Metabarcoding analysis tutorial #

Here is a short tutorial for analyzing metabarcoding data, on an Illumina dataset from a wolf diet study, using the OBITools 4 and basic unix commands. It presents the following analysis steps:

Assembly of forward and reverse reads
Suppression of unaligned sequence records
Sequence demultiplexing
Dereplication of sequences
Dataset denoising
Taxonomic assignation of the sequences
Generate the contingency table of results
Import the results in R

The dataset to analyze and the reference database #

The data used in this tutorial corresponds to the analysis of four wolf scats using the protocol published in @Shehzad2012-pn for carnivore diet assessment. After extraction of DNA from feces, DNA amplification was performed using the primers TTAGATACCCCACTATGC and TAGAACAGGCTCCTCTAG amplifying the 12S-V5 region [@Riaz2011-gn], together with a wolf blocking oligonucleotide.

An archive containing all the files needed for the analysis can be downloaded by clicking here: wolf_diet_dataset

The downloaded archive can be unarchived using the following unix command:

tar zxvf wolf_diet_dataset.tgz

It creates a wolf_data directory with the following data files:

Two fastq files resulting from the aGA IIx (Illumina) paired-end (2 x 108 bp) sequencing of DNA extracted and amplified from four wolf feces:
- wolf_F.fastq with the forward sequences
- wolf_R.fastq with the reverse sequences
A tabulated file for sample demultiplexing, named wolf_diet_ngsfilter.txt, with primer and tag sequences for each sample. The tags correspond to short and specific sequences added to the 5' end of each primer to distinguish the different samples.
The reference database in fasta format named db_v05_r117_indexed.fasta, which has been extracted from the from EMBL release 117 (see “build a reference database” documentation for details)

We recommend creating a new folder for the results, to separate them from the raw data:

mkdir results

Recover full length sequences from forward and reverse reads #

When using the result of a paired-end sequencing with supposedly overlapping forward and reverse reads, the first step is to recover the assembled sequence.

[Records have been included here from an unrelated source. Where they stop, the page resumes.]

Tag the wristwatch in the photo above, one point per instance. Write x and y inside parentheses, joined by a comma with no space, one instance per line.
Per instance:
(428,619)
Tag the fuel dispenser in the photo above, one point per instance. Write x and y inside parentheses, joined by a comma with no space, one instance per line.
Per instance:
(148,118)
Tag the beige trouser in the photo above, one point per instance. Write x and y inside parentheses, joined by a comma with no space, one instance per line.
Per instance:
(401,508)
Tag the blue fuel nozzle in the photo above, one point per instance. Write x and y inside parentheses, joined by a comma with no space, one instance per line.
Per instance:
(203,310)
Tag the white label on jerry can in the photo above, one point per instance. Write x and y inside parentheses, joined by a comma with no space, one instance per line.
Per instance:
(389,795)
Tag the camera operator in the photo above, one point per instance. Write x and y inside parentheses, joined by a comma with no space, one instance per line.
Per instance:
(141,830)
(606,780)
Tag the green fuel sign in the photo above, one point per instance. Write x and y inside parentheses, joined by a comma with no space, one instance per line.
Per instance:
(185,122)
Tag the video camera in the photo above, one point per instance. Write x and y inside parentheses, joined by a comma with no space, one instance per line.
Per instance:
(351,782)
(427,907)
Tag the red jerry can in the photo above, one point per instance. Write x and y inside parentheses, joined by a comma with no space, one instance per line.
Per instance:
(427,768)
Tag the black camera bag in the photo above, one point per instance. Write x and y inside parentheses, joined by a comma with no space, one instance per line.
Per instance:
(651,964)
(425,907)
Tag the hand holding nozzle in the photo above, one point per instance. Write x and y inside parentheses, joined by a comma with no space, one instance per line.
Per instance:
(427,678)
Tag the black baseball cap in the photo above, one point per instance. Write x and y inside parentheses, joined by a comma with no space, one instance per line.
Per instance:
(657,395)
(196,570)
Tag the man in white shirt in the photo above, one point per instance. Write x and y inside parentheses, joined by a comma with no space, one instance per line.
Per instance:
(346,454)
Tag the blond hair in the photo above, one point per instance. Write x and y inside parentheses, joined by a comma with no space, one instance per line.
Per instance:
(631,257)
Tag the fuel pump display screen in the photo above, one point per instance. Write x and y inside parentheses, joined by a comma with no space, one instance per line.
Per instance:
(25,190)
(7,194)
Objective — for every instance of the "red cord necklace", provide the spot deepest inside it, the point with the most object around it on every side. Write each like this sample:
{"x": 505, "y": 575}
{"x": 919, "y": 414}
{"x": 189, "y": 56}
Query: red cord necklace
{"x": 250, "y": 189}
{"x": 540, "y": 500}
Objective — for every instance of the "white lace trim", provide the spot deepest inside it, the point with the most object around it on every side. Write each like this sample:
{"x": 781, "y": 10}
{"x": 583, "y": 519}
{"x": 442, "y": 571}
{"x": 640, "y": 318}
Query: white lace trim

Forward and reverse reads of the same fragment are located at the same line position in both fastqs files. Based on these two files, the assembly of the forward and reverse reads is performed using the obipairing program, which aligns the two reads and returns the reconstructed sequence:

obipairing --min-identity=0.8 \
           --min-overlap=10 \
           -F wolf_data/wolf_F.fastq \
           -R wolf_data/wolf_R.fastq \
           > results/wolf.fastq

The --min-identity and --min-overlap options allow to discard sequences with low alignment quality: overlapping reads with less than 10 base pairs, or alignment with less than 80% similarity (identity) produce a concatenated sequence of the two reads, with an attribute "mode":"join". Other reads that assemble well together produce sequences with the attribute "mode":"alignment". For more information, please refer to the program obipairing .

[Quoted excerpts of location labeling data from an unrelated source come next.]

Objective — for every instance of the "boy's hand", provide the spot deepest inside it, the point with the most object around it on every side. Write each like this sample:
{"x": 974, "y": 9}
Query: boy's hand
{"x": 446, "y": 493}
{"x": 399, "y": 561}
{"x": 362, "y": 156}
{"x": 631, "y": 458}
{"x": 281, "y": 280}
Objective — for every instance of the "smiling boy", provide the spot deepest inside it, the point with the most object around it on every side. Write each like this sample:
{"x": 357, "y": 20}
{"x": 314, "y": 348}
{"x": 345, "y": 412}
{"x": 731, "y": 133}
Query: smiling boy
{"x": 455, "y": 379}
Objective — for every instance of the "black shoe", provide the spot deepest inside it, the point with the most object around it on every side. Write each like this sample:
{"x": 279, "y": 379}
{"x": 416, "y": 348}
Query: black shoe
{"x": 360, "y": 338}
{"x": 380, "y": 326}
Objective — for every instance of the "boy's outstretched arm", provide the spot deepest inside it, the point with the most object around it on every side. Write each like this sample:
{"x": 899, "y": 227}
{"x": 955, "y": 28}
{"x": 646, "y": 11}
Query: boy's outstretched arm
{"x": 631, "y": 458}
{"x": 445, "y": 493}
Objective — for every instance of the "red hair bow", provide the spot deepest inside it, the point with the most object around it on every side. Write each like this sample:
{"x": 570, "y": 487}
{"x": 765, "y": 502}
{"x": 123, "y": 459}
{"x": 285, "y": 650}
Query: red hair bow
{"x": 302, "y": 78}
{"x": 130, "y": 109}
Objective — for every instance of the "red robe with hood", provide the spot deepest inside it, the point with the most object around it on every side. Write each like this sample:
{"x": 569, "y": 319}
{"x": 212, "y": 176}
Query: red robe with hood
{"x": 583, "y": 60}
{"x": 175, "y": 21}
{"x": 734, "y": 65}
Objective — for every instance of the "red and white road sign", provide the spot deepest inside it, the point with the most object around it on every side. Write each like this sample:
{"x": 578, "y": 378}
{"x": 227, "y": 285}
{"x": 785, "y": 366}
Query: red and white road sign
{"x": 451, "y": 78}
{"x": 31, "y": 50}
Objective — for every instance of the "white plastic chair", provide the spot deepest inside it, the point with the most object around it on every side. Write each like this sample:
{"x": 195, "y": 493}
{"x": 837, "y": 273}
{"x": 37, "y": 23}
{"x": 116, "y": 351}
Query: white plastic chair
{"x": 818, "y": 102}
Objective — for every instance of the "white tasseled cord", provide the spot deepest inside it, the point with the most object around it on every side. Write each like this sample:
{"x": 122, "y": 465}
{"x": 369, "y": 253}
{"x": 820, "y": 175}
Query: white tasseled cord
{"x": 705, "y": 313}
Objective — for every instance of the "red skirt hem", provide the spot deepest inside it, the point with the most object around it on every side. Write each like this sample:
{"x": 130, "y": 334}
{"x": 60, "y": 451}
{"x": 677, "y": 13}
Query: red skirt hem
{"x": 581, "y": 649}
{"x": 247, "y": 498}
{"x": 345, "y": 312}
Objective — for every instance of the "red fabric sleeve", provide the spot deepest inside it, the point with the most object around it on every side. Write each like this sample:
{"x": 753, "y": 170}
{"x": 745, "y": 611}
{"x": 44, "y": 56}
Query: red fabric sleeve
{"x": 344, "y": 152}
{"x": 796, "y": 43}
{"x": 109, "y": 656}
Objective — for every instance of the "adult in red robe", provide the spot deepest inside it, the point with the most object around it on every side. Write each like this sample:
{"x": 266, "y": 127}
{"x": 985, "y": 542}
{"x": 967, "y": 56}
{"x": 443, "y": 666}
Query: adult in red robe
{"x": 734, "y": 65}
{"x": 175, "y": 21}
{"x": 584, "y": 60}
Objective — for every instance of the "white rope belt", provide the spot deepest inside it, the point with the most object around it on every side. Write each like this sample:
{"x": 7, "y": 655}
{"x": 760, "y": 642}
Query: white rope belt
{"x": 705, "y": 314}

Remove unaligned sequence records #

Unaligned sequences, with an attribute "mode":"join", cannot be used. They are removed from the dataset:

obigrep -p 'annotations.mode != "join"' \
        results/wolf.fastq > results/wolf_assembled.fastq

The -p requires a go like expression, annotations.mode != "join" means that if the value of the mode annotation of a sequence is different from join, the corresponding sequence record will be kept.

The first sequence record of wolf_assembled.fastq can be obtained by the command:

head -n 4 results/wolf_assembled.fastq

@HELIUM_000100422_612GNAAXX:7:108:5640:3823#0/1 {"ali_dir":"left","ali_length":62,"mode":"alignment","pairing_mismatches":{"(T:26)->(G:13)":62,"(T:34)->(G:18)":48},"paring_fast_count":53,"paring_fast_overlap":62,"paring_fast_score":0.898,"score":1826,"score_norm":0.968,"seq_a_single":46,"seq_ab_match":60,"seq_b_single":46}
ccgcctcctttagataccccactatgcttagccctaaacacaagtaattaatataacaaaattgttcgccagagtactaccggcaatagcttaaaactcaaaggacttggcggtgctttatacccttctagaggagcctgttctaaggaggcgg
+
CCCCCCCBCCCCCCCCCCCCCCCCCCCCCCBCCCCCBCCCCCCC<CcDccbe[`F`accXV=TA\RYU\\ee_e[XZ[XEEEEEEEEEE?EEEEEEEEEEDEEEEEEECCCCCCCCCCCCCCCCCCCCCCCACCCCCACCCCCCCCCCCCCCCC

Assign each sequence record to the corresponding sample and marker combination #

Each sequence record is assigned to its corresponding sample and marker using the data provided in the file wolf_diet_ngsfilter.txt. This file follows the required format for obimultiplex program.

It contains one line per sample, with the name of the experiment (several experiments can be included in the same file), the tags (e.g. aattaac if a same tag has been used on each extremity of the PCR products, or aattaac:gaagtag if two different tags were used), the sequence of the forward primer, the sequence of the reverse primer, the letter T or F for sample identification using the forward primer and tag only or using both primers and both tags, respectively (see obimultiplex for details).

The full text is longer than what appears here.